D1.25 - Cannabis-Fruit-Veggie Syndrome: From Respiratory Symptoms to Life-Threatening Anaphylaxis

The clinical relevance of Cannabis sativa allergy is rising globally due to increasing consumption. Clinical manifestations vary in severity from respiratory symptoms to severe systemic reactions following the ingestion of certain fruits or vegetables via cross-reactivity mechanisms. The diagnostic process is often complicated by concomitant sensitization to other aeroallergens and legal considerations.

A 24-year-old male presented for an allergy consultation reporting a two-year history of persistent rhinoconjunctivitis, worsening during summer, which responded to antihistamines. He subsequently admitted to frequent cannabis use associated with respiratory symptoms (cough, wheezing, dyspnea, sneezing, rhinorrhea). He also reported episodes of non-severe angioedema after consuming hummus and peach, and one episode of anaphylaxis (angioedema, pruritus, dyspnea, fatigue) after eating mandarins and apples, requiring emergency medical intervention. Evaluation included spirometry, ALEX2 multiplex test, respiratory allergen panels, and citrus-specific IgE. The patient is a chronic smoker (12 pack-years) and is treated with Levetiracetam for epilepsy.

Citrus-specific IgE was positive. The respiratory panel identified sensitization to tree, grass, and weed pollens. The ALEX2 test revealed primary sensitization to Can s 3 (Cannabis) at 5.41 kU/L, alongside a robust nsLTP sensitization profile: Pru p 3 (10.52 kU/L), Cor a 8 (7.99 kU/L), Ara h 9 (7.47 kU/L), Zea m 14 (7.72 kU/L), Jug r 3 (7.07 kU/L), Mal d 3 (7.01 kU/L), Api g 2 (3.70 kU/L), Pla a 3 (2.49 kU/L), Vit v 1 (2.10 kU/L), and Act d 10 (0.83 kU/L). PR-10 sensitizations were also noted (Fra a 1: 14.18 kU/L, Cor a 1: 6.66 kU/L, Mal d 1: 4.26 kU/L, and Fag s 1: 3.47 kU/L); however, apart from the specific triggers mentioned, the others were clinically tolerated both raw and cooked. Spirometry confirmed a reversible obstructive pattern (FEV1 increase of 240 mL). Serum tryptase was within normal limits. Following the initiation of therapy, strict cannabis cessation, and dietary eviction of high-load LTP foods, the patient’s evolution was favorable. An adrenaline autoinjector was prescribed.

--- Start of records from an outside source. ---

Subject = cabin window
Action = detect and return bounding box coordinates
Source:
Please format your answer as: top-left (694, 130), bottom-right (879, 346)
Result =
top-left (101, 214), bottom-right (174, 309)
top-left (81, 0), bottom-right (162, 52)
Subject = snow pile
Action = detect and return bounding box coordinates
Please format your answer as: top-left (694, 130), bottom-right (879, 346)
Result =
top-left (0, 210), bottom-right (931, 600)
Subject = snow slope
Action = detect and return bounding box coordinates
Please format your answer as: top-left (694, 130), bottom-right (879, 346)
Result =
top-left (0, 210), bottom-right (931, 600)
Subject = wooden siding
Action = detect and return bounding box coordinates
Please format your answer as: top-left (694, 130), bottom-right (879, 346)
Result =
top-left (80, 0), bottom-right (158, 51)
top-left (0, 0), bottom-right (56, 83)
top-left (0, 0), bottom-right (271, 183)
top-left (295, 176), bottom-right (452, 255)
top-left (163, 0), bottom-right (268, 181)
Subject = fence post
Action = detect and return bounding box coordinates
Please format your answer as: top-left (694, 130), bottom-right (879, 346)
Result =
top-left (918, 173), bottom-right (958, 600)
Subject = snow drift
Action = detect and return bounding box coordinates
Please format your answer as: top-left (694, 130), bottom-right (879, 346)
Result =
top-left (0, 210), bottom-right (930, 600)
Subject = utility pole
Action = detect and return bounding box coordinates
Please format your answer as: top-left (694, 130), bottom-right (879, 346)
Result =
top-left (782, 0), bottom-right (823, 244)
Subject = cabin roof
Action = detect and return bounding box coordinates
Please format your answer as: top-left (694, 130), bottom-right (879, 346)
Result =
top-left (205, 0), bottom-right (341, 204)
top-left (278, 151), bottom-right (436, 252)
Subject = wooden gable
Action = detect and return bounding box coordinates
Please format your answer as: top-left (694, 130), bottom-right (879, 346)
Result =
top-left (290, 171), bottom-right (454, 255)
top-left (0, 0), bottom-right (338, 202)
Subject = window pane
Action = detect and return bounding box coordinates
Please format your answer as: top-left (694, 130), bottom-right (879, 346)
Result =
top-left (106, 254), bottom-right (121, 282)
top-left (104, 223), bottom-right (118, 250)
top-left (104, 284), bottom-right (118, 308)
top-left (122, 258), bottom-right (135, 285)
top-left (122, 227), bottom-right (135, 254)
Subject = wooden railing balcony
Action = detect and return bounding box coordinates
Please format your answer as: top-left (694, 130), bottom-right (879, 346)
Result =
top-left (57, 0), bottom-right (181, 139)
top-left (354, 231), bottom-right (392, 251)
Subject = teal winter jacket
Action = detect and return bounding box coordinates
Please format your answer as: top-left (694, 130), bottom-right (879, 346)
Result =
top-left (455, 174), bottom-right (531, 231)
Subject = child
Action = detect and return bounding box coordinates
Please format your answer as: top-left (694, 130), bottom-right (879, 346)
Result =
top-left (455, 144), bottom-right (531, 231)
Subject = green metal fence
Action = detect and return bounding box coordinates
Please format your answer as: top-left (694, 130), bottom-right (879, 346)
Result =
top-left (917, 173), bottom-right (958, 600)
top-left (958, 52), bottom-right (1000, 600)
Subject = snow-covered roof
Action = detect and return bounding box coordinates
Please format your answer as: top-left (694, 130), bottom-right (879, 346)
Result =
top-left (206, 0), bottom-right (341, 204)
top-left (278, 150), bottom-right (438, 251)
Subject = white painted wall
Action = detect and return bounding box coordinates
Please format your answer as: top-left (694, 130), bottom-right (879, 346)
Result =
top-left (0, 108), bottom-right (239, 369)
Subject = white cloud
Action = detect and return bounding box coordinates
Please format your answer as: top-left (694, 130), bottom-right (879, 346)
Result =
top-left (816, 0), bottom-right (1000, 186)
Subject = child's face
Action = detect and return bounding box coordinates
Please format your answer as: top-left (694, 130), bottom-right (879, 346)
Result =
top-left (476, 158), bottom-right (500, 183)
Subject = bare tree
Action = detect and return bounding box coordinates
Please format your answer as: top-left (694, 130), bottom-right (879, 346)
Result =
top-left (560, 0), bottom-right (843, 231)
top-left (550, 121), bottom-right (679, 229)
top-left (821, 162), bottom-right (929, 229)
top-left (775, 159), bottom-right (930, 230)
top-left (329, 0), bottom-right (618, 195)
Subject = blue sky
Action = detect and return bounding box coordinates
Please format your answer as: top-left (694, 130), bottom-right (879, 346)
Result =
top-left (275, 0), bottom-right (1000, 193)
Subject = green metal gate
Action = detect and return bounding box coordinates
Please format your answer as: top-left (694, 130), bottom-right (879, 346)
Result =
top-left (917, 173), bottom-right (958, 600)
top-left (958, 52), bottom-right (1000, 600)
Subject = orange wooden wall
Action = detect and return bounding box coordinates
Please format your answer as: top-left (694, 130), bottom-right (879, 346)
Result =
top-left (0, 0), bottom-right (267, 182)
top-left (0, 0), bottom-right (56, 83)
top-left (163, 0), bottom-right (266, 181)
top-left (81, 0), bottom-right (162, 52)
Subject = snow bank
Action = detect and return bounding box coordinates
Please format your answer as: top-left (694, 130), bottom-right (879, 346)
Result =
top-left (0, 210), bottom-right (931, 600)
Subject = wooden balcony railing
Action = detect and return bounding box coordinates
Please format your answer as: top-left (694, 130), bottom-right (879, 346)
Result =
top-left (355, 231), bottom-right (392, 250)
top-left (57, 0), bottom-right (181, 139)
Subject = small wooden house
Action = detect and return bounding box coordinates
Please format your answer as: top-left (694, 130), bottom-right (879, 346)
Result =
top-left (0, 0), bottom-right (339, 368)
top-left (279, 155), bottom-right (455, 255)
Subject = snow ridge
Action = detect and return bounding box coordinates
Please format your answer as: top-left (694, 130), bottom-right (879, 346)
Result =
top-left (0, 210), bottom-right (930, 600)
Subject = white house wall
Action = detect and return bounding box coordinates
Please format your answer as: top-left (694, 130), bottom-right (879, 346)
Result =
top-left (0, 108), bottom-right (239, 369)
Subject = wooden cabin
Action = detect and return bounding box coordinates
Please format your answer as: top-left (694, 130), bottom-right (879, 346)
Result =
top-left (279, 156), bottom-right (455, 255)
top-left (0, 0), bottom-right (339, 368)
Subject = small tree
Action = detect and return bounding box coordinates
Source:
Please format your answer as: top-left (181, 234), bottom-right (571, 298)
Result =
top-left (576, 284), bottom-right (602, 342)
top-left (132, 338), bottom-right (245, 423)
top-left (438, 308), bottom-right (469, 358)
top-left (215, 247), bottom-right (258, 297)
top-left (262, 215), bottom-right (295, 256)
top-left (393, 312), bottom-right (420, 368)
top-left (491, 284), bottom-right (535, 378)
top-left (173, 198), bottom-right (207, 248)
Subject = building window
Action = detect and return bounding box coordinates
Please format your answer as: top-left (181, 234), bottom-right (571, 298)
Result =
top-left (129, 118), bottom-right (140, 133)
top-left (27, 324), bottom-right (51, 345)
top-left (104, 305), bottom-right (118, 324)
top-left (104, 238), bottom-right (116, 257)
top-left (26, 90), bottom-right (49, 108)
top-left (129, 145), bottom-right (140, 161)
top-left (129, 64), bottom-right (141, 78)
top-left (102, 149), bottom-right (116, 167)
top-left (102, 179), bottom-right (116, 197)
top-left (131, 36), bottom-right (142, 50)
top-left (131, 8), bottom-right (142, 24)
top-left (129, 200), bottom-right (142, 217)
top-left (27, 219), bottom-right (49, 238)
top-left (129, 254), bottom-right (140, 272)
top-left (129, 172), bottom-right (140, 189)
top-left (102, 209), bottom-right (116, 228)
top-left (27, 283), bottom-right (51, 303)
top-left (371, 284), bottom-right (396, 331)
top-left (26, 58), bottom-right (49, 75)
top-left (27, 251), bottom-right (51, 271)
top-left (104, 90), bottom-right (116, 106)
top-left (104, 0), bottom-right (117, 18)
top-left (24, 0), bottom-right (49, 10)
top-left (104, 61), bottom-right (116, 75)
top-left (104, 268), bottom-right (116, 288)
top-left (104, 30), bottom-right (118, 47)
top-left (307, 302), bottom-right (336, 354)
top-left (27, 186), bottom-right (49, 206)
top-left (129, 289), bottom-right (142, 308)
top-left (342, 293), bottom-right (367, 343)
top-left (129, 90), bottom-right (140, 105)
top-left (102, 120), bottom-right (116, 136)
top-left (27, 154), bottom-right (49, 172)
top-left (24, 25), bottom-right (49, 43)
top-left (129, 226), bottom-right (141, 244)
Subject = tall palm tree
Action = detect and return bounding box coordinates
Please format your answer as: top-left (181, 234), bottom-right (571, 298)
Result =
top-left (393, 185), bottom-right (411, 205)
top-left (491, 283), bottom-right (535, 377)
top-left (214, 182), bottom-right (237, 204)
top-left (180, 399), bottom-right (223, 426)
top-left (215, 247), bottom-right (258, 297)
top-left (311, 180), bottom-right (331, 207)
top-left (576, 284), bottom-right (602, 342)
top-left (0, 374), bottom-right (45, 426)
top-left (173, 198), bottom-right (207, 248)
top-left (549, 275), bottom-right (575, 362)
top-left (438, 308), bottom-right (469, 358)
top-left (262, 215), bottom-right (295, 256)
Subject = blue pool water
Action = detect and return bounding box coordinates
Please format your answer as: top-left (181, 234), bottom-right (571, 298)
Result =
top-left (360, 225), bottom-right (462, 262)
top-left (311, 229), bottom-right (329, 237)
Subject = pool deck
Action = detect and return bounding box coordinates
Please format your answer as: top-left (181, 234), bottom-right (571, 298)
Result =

This case identifies cannabis as a primary sensitizer for the nsLTP family, capable of triggering severe systemic reactions. Molecular diagnosis and detailed anamnesis were essential for establishing the diagnosis, risk stratification, and therapeutic management, particularly for a patient with comorbidities where systemic safety is a priority.